Honest advice: what to build now
You don't need a finance degree, and you don't need to wait until university, to start building the skills that actually matter in these jobs. Three things are worth doing now, while you're still in JC:
- Excel fluency — every one of these career paths, from banking to asset management to quant research, relies on spreadsheets for modeling and analysis. Learning shortcuts, formulas, and basic modeling structure now is a genuine head start.
- Accounting basics — you don't need a full accounting course, but understanding how the income statement, balance sheet, and cash flow statement connect (Unit 6) is the single most useful piece of technical knowledge for almost any finance interview.
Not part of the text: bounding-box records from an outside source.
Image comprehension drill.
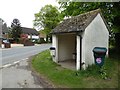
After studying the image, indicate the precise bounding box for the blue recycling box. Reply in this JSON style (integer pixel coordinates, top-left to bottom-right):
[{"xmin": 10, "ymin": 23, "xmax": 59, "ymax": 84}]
[{"xmin": 93, "ymin": 47, "xmax": 107, "ymax": 67}]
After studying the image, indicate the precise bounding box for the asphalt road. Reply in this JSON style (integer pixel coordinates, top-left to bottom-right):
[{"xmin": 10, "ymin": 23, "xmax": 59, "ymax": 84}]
[
  {"xmin": 0, "ymin": 44, "xmax": 51, "ymax": 89},
  {"xmin": 0, "ymin": 44, "xmax": 51, "ymax": 65}
]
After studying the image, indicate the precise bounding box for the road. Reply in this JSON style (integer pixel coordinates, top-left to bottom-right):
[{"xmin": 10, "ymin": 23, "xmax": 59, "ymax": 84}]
[
  {"xmin": 0, "ymin": 44, "xmax": 51, "ymax": 89},
  {"xmin": 0, "ymin": 44, "xmax": 51, "ymax": 65}
]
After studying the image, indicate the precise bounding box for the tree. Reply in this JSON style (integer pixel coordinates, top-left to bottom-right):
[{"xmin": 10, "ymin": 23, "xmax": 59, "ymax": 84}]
[
  {"xmin": 59, "ymin": 0, "xmax": 120, "ymax": 49},
  {"xmin": 11, "ymin": 19, "xmax": 22, "ymax": 42},
  {"xmin": 34, "ymin": 5, "xmax": 62, "ymax": 40}
]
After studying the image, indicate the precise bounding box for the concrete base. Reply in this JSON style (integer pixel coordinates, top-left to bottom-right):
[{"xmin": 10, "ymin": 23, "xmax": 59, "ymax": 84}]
[{"xmin": 58, "ymin": 59, "xmax": 76, "ymax": 70}]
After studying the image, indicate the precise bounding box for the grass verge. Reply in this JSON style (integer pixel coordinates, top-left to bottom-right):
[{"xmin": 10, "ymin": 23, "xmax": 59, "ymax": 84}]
[{"xmin": 32, "ymin": 50, "xmax": 120, "ymax": 88}]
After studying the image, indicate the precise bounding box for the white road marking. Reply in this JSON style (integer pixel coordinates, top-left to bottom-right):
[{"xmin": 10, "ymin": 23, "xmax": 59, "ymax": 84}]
[
  {"xmin": 13, "ymin": 61, "xmax": 20, "ymax": 64},
  {"xmin": 0, "ymin": 58, "xmax": 28, "ymax": 69},
  {"xmin": 22, "ymin": 58, "xmax": 28, "ymax": 60},
  {"xmin": 2, "ymin": 64, "xmax": 12, "ymax": 68}
]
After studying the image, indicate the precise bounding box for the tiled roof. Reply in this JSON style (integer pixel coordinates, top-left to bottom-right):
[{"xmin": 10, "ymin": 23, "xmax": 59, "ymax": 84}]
[
  {"xmin": 51, "ymin": 9, "xmax": 105, "ymax": 34},
  {"xmin": 21, "ymin": 27, "xmax": 39, "ymax": 35}
]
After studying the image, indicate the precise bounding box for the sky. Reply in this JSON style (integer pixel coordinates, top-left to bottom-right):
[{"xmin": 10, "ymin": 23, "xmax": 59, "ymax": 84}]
[{"xmin": 0, "ymin": 0, "xmax": 59, "ymax": 28}]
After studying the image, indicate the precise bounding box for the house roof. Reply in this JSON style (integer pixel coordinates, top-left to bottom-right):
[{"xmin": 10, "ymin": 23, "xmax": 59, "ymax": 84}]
[
  {"xmin": 2, "ymin": 24, "xmax": 8, "ymax": 33},
  {"xmin": 21, "ymin": 27, "xmax": 39, "ymax": 35},
  {"xmin": 51, "ymin": 9, "xmax": 107, "ymax": 34}
]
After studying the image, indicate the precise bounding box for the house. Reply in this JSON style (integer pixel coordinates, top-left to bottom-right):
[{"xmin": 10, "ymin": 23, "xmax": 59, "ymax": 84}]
[
  {"xmin": 21, "ymin": 27, "xmax": 39, "ymax": 39},
  {"xmin": 51, "ymin": 9, "xmax": 109, "ymax": 70},
  {"xmin": 40, "ymin": 30, "xmax": 47, "ymax": 41}
]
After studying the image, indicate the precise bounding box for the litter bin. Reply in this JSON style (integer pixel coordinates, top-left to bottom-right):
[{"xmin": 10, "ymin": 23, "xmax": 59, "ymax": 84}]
[
  {"xmin": 4, "ymin": 43, "xmax": 11, "ymax": 48},
  {"xmin": 93, "ymin": 47, "xmax": 107, "ymax": 67}
]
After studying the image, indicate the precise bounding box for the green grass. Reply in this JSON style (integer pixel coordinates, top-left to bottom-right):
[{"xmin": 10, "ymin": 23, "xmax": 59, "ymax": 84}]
[{"xmin": 32, "ymin": 50, "xmax": 120, "ymax": 88}]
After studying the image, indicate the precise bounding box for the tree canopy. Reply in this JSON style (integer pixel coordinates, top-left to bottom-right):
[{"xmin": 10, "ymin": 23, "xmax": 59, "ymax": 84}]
[
  {"xmin": 34, "ymin": 5, "xmax": 62, "ymax": 35},
  {"xmin": 11, "ymin": 19, "xmax": 22, "ymax": 42},
  {"xmin": 59, "ymin": 0, "xmax": 120, "ymax": 33}
]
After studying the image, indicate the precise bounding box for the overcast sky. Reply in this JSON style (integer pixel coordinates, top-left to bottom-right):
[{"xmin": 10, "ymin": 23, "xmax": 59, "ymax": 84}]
[{"xmin": 0, "ymin": 0, "xmax": 59, "ymax": 28}]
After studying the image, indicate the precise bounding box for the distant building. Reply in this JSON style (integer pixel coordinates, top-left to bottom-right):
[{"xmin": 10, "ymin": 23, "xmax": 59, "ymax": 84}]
[
  {"xmin": 22, "ymin": 27, "xmax": 39, "ymax": 39},
  {"xmin": 51, "ymin": 9, "xmax": 109, "ymax": 70}
]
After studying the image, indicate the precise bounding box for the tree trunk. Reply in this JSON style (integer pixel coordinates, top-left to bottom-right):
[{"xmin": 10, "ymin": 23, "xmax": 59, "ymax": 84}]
[{"xmin": 115, "ymin": 33, "xmax": 120, "ymax": 53}]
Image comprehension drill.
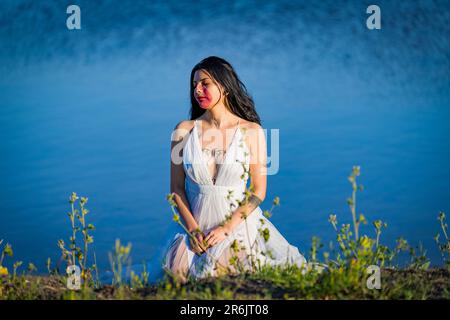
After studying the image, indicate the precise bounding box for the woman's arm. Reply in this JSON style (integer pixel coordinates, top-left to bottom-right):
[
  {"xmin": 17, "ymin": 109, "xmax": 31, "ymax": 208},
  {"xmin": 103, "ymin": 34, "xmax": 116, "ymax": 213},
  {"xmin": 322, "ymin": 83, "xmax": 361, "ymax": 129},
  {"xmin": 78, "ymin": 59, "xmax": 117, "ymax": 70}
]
[
  {"xmin": 170, "ymin": 121, "xmax": 198, "ymax": 232},
  {"xmin": 205, "ymin": 123, "xmax": 267, "ymax": 246}
]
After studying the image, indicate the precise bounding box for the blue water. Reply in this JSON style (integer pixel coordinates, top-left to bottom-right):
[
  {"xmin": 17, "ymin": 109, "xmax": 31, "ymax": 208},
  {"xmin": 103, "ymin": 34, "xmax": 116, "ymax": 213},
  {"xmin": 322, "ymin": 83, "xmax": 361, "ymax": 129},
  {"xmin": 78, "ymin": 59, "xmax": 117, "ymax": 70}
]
[{"xmin": 0, "ymin": 0, "xmax": 450, "ymax": 278}]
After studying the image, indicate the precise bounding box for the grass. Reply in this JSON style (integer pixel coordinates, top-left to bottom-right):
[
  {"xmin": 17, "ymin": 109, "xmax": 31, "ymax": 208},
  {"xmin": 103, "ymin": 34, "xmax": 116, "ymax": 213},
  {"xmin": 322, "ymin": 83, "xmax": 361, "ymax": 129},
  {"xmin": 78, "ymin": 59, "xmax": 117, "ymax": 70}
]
[{"xmin": 0, "ymin": 166, "xmax": 450, "ymax": 300}]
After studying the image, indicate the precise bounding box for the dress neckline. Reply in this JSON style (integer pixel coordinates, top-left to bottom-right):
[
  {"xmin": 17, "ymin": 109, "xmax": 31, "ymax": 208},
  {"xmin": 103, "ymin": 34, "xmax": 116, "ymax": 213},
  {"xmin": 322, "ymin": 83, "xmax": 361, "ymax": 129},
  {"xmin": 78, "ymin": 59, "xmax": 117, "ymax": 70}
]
[{"xmin": 193, "ymin": 119, "xmax": 241, "ymax": 186}]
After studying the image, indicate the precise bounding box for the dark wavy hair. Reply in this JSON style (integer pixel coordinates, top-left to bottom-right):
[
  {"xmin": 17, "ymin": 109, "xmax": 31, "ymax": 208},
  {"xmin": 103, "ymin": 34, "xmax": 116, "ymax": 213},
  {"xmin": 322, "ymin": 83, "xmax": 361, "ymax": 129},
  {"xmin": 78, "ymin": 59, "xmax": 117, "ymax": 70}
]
[{"xmin": 190, "ymin": 56, "xmax": 261, "ymax": 125}]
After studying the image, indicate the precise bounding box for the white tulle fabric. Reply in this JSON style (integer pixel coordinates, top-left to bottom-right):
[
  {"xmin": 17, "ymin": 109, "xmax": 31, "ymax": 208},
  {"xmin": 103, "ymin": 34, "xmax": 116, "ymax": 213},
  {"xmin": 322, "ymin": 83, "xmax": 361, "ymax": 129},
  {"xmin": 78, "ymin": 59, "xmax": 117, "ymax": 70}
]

- Reading real annual reports — pick two or three companies you're genuinely curious about (they don't have to be huge — a company whose products you use is fine) and read their annual reports cover to cover. This single habit, done consistently, will put you ahead of most university finance students by the time you graduate.
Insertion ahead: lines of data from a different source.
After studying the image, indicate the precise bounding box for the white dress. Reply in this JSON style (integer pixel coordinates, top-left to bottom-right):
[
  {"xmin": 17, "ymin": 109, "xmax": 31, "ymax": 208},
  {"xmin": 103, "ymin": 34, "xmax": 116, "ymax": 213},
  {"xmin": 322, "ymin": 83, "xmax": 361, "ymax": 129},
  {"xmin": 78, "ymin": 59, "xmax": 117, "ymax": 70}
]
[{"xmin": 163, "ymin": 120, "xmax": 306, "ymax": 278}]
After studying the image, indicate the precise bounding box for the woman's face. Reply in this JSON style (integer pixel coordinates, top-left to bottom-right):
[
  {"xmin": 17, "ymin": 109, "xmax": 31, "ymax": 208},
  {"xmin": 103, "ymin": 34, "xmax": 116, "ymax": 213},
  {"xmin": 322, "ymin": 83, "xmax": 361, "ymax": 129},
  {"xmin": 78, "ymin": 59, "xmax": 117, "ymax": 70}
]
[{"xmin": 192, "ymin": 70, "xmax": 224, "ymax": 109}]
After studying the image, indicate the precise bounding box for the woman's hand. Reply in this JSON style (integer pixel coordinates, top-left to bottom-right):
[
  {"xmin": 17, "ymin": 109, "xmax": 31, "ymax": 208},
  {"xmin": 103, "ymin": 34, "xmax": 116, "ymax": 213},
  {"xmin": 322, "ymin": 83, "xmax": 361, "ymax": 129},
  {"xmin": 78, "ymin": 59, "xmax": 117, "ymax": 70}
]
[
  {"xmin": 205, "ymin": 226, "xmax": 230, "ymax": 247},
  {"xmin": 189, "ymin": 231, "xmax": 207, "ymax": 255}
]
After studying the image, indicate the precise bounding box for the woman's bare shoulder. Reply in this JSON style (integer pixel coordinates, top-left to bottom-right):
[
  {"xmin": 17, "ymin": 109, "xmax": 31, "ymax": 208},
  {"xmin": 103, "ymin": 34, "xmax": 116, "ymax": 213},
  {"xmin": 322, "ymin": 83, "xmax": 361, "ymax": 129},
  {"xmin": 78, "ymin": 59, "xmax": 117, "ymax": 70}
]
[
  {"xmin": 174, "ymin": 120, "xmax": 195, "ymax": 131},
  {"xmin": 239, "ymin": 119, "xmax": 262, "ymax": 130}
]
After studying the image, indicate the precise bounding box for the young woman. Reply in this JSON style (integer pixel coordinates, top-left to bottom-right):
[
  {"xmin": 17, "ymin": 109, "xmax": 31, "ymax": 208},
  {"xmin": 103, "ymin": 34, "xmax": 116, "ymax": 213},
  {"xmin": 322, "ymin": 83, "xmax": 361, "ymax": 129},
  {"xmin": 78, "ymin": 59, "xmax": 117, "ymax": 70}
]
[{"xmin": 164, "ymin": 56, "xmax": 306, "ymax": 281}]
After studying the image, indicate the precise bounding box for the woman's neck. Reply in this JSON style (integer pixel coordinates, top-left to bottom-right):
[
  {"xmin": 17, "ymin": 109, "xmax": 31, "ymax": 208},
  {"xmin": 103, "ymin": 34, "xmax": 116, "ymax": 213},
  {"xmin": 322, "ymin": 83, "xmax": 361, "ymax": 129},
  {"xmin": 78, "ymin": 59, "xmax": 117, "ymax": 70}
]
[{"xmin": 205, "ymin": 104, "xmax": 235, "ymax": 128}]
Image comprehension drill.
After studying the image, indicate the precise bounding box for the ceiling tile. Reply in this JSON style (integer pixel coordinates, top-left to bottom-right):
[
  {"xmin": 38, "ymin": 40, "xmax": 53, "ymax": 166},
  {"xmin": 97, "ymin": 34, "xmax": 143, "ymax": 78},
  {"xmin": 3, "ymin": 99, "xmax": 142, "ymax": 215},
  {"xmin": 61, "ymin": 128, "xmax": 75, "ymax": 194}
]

Which finance career path aligns most with how you like to think — and why?
Reveal Answer
There's no single correct answer here — this is a reflection question, and the honest answer will be different for each student. Instead, use this framework to reason it through: investment banking selects for people who don't mind repetitive, detail-perfect work under real time pressure, in exchange for fast skill-building and strong exit options — ask yourself whether you thrive under deadline stress or find it draining. Asset management selects for people who enjoy forming an independent opinion about a business and are comfortable being wrong sometimes while waiting patiently to be proven right — ask whether you like committing to a view and defending it. Venture capital selects for people who are naturally curious about new ideas and enjoy meeting and evaluating founders more than crunching numbers — ask whether you're energized by talking to people about their untested ideas. Private equity selects for people who like the operational, "roll up your sleeves and improve the business" side of finance, not just picking stocks — ask whether you're more interested in owning and fixing a company than simply analyzing it from outside. Quant finance selects for people who find beauty in mathematical or statistical problems and would rather write code than read an annual report — ask whether you'd choose a hard math puzzle over a case study, given the choice. Try picking the path whose selection criteria genuinely excite you, not the one that just sounds most prestigious — the hours and pressure in all of these fields are only sustainable long-term if the underlying work itself interests you.